A woman from the Macusi Women’s Group poses a question to the IAST representative (Ministry of the Presidency photo)

A group of Indigenous soap and beauty care producers from Region Nine are in the city benefiting from training at the laboratories of the Institute of Applied Science and Technology (IAST)

A release from the Ministry of the Presidency yesterday said that the training is a result of a partnership between the Ministry of Social Cohesion and IAST.

Last Tuesday, 15 persons were flown to Georgetown and taken to the labs for training. The release said that they were introduced to the technology being used to improve the textures and scents of the soaps and lotions that they produce. They were also trained to utilise materials in their environment to achieve the same standard as those made in the laboratory.

The release said that in November, the Ministry and IAST had committed to undertake projects aimed at increasing the earning power of Amerindian producers.

Minister of Social Cohesion, Amna Ally, said that social cohesion and national unity cannot be achieved without economic and financial stability. As such, she said in the press release, the Ministry is speaking to stakeholders to determine what is needed to support their empowerment.

At a meeting with farmers and producers, the release said that Professor Suresh Narine, Director of the IAST, had committed to flying 15 members from the working groups to the IAST labs in Georgetown to see the enhancement methods that are being used to add value to their products.

Since then, the release said that IAST and the Ministry have been working with the Macusi Research Unit (MRU) and Medicine from Trees Women’s Group to add value to their products and making them into attractive shapes and sizes to ensure access to higher priced markets.

In an invited comment, Narine said “The personal care market place is a market place that is high profits and high value, but it’s an appropriate place to move our botanicals into, not just crabwood oil but other botanicals. When you take cultural anthropology and medicinal anthropology like botanicals and you put it into modern products, you are marrying modern science with ancient cultural practices and it’s very important in that transformation that you pay attention to quality, to expected standards that the world has for those products. It’s important to make a high quality product that is safe and has attributes beyond the additives. That is what the market place is about”.
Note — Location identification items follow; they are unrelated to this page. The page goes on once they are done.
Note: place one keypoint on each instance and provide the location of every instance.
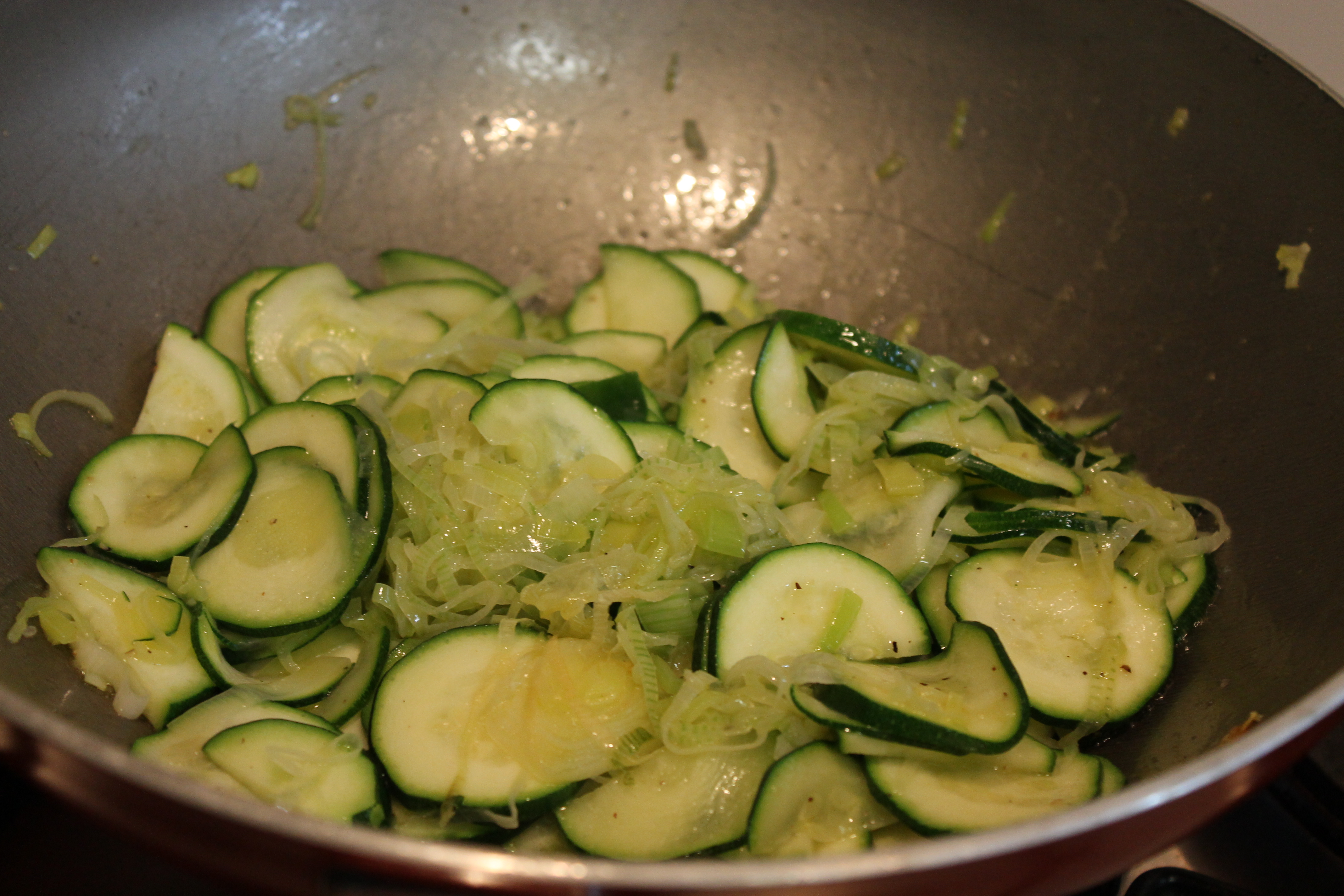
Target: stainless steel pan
(521, 135)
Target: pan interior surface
(1134, 262)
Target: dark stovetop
(1279, 842)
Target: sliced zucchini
(815, 801)
(154, 497)
(322, 430)
(179, 746)
(627, 350)
(547, 424)
(932, 596)
(780, 394)
(289, 562)
(656, 440)
(139, 623)
(565, 369)
(670, 807)
(308, 326)
(354, 692)
(226, 319)
(241, 648)
(423, 725)
(1085, 649)
(850, 347)
(374, 497)
(572, 369)
(982, 448)
(406, 265)
(451, 301)
(640, 292)
(1029, 757)
(318, 667)
(621, 397)
(347, 390)
(195, 390)
(588, 311)
(718, 284)
(815, 597)
(428, 398)
(955, 794)
(967, 699)
(299, 768)
(1189, 600)
(717, 407)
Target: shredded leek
(26, 425)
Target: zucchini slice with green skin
(408, 265)
(703, 322)
(932, 597)
(570, 369)
(967, 699)
(320, 776)
(319, 429)
(1029, 757)
(423, 735)
(179, 746)
(289, 562)
(226, 319)
(354, 692)
(374, 499)
(815, 803)
(718, 284)
(850, 347)
(670, 807)
(1081, 655)
(588, 310)
(241, 648)
(154, 497)
(349, 390)
(322, 664)
(621, 397)
(639, 292)
(627, 350)
(718, 410)
(451, 301)
(959, 794)
(135, 619)
(1189, 600)
(429, 397)
(780, 394)
(815, 597)
(195, 390)
(983, 449)
(547, 424)
(308, 326)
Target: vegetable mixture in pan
(674, 574)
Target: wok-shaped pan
(1132, 262)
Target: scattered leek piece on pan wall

He said that the IAST’s role is to help regularise their methods to ensure their products meet international standards.

“So what we have done is, we have taken all of their raw materials from their communities and we have optimised it. We have ensured that the soaps can be made safely… and with quality.

We added food grade colorants to make it more appealing and fragrances from plants that are grown locally.

We also developed liquid soaps, single use personalized bars, moulded soaps with different patterns and liquid soaps which are carefully controlled in terms of its viscosity and so on,” Narine said.

The group was also schooled on the science of soap making, how to deal with variables, branding for the products, how to maximize profits, maximizing raw materials and labour, cost to profits ratios and how to draft a business plan to access funding.

Further, on a monthly basis, random testing will be conducted by the IAST to ensure that quality control is maintained and technical support will be given until the producers can meet that standard.

In relation to peanut butter producers in the region, the IAST will be providing the necessary equipment to repair broken machinery to put production back on track.